BRAIDED TEA LOAF 
1 cake compressed yeast (1 pkg. dry yeast may be used)
1/4 c. warm water (not hot)
1/2 c. milk
1/4 c. sugar
1 tsp. salt
2 tbsp. melted shortening
2 3/4 c. sifted flour
1 egg

Dissolve yeast in warm water. Scald milk. Pour into large mixing bowl. Add sugar, salt and shortening. Cool until just warm.

Stir in 1 cup flour. Mix in dissolved yeast. Add egg and beat hard (egg may be beaten separately and then added to batter).

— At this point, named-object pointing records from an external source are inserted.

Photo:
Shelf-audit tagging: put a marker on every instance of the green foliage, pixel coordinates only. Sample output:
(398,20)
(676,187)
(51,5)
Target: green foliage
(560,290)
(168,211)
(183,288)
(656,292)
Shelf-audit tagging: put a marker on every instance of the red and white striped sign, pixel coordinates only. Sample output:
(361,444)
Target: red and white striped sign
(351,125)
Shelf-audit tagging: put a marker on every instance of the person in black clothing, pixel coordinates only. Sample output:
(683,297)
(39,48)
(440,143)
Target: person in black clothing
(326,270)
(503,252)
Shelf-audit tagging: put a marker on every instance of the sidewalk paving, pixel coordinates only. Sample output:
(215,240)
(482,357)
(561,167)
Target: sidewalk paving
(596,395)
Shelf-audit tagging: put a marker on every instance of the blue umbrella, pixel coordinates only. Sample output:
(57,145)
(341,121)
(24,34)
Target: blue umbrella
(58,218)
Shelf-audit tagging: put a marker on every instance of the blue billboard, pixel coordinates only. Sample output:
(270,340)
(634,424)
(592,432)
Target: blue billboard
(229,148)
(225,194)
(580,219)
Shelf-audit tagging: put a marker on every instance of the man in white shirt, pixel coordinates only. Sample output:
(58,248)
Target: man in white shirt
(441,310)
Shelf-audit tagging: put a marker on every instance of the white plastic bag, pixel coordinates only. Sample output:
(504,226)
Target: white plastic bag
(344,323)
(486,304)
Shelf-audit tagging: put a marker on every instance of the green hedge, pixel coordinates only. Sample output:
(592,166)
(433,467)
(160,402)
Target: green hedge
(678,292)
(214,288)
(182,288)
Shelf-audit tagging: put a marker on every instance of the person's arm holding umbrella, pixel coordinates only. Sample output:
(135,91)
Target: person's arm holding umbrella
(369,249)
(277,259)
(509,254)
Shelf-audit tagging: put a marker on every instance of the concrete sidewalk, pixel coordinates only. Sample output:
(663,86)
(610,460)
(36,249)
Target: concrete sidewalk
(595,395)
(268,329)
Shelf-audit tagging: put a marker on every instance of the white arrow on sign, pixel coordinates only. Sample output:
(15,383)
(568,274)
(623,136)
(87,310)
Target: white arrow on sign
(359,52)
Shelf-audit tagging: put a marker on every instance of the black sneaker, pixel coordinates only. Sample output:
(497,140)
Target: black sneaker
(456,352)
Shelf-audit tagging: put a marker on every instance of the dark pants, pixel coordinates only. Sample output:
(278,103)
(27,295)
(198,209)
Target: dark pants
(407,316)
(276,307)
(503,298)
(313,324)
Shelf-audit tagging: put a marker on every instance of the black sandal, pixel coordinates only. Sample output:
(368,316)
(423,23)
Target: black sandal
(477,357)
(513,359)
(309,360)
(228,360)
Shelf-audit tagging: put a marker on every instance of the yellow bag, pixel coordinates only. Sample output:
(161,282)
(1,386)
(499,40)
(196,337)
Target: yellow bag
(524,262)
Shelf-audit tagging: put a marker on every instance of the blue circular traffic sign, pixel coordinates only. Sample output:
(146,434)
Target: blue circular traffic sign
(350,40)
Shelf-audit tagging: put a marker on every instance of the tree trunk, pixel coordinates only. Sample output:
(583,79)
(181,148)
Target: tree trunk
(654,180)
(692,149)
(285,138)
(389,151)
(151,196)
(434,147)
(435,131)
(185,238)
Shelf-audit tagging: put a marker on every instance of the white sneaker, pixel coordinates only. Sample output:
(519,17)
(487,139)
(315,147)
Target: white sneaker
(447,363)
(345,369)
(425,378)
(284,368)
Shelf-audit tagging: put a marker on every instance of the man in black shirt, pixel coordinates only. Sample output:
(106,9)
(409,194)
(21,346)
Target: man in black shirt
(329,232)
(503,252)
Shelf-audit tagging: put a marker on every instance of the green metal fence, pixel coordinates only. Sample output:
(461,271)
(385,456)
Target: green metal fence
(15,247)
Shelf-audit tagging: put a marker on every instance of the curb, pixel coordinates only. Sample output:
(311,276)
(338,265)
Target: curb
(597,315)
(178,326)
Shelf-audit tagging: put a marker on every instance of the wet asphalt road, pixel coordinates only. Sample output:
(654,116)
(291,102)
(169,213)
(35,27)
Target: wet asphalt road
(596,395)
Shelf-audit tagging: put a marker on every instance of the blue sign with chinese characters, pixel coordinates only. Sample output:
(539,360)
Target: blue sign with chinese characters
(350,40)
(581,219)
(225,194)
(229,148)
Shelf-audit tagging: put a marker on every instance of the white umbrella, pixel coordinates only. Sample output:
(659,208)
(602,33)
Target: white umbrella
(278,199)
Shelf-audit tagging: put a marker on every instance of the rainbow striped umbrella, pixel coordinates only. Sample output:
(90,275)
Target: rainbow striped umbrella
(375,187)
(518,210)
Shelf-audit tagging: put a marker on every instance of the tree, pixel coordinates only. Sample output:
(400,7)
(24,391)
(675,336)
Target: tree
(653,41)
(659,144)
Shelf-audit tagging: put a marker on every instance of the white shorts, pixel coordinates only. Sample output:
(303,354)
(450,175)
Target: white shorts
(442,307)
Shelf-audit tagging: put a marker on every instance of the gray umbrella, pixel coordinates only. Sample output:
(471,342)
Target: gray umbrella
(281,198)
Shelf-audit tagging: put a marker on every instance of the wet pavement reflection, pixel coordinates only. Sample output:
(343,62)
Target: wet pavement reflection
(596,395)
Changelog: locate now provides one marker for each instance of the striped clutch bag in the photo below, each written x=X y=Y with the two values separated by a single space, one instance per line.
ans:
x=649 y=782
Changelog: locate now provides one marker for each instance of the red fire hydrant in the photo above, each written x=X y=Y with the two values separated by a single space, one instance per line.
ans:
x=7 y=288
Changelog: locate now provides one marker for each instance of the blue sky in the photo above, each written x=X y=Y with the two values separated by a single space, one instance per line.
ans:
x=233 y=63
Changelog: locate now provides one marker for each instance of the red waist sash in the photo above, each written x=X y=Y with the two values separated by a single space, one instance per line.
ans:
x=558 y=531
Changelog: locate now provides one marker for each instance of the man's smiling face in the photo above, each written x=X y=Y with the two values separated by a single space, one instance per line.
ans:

Stir in 1 1/2 cups flour. Sprinkle 2 tbsp. of the remaining flour on bread board. Turn dough out on flour and knead, adding more flour as needed to make a soft dough. Knead until dough is soft and satiny, about 5 minutes. Shape into ball.

Wash mixing bowl and grease lightly. Press top of dough ball into bowl, then turn dough over. Cover and let rise until double in bulk, about 2 hours. Punch down. Cover and let rest 5 minutes. This dough is the foundation for Braided Tea Loaf.

FILLING:

2 tbsp. butter
1/3 c. sugar
1/3 c. raisins or candied red and green cherries, chopped

ICING:

1 c. sifted confectioners' sugar
2 tsp. warm water
1/2 tsp. vanilla

Use Basic Sweet Dough. Roll to one half inch thickness in an oblong 14x9 inch pan. Put on baking sheet. Cut slashes along the long sides 1 inch apart, 3 inches deep. Fill. Lay the slashes in a braid, lightly butter the top. Let rise until double in size. Bake in 375 degree oven 30-40 minutes.

Blend together all icing ingredients and frost tea loaf while still warm. This is our families traditional Christmas morning bread.